Risk-Adjusted Performance

9 of 100

 
Weak
 
Strong
OK
Compared to the overall equity markets, risk-adjusted returns on investments in Bank Central Asia are ranked lower than 9 (%) of all global equities and portfolios over the last 90 days. Despite quite conflicting basic indicators, Bank Central may actually be approaching a critical reversion point that can send shares even higher in May 2024.

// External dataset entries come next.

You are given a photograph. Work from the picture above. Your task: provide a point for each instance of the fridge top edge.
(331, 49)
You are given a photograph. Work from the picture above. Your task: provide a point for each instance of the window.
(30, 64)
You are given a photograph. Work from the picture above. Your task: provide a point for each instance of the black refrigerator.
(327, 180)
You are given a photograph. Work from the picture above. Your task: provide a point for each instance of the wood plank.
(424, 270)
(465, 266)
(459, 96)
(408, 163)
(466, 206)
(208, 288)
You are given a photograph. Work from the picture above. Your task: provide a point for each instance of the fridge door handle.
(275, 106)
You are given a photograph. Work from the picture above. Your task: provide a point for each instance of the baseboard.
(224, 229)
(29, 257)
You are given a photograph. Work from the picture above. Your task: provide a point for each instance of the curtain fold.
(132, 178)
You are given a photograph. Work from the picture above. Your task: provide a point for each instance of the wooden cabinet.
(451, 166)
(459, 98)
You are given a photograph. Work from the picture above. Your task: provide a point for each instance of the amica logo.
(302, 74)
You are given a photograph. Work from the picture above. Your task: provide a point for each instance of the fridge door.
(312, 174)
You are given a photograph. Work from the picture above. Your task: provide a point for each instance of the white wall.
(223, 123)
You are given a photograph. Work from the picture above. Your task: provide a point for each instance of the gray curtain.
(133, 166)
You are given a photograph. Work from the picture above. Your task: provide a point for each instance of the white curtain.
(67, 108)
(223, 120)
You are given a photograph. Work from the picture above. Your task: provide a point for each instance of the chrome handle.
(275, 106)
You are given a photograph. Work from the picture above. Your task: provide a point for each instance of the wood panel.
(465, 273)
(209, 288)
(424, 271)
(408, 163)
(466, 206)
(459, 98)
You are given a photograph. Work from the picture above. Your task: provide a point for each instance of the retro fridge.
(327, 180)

Pacific Strategic and Bank Central Volatility Contrast

   Predicted Return Density   
       Returns  

Pair Trading with Pacific Strategic and Bank Central

The main advantage of trading using opposite Pacific Strategic and Bank Central positions is that it hedges away some unsystematic risk. Because of two separate transactions, even if Pacific Strategic position performs unexpectedly, Bank Central can make up some of the losses. Pair trading also minimizes risk from directional movements in the market. For example, if an entire industry or sector drops because of unexpected headlines, the short position in Bank Central will offset losses from the drop in Bank Central's long position.
The idea behind Pacific Strategic Financial and Bank Central Asia pairs trading is to make the combined position market-neutral, meaning the overall market's direction will not affect its win or loss (or potential downside or upside). This can be achieved by designing a pairs trade with two highly correlated stocks or equities that operate in a similar space or sector, making it possible to obtain profits through simple and relatively low-risk investment.
Check out your portfolio center.
Note that this page's information should be used as a complementary analysis to find the right mix of equity instruments to add to your existing portfolios or create a brand new portfolio. You can also try the ETFs module to find actively traded Exchange Traded Funds (ETF) from around the world.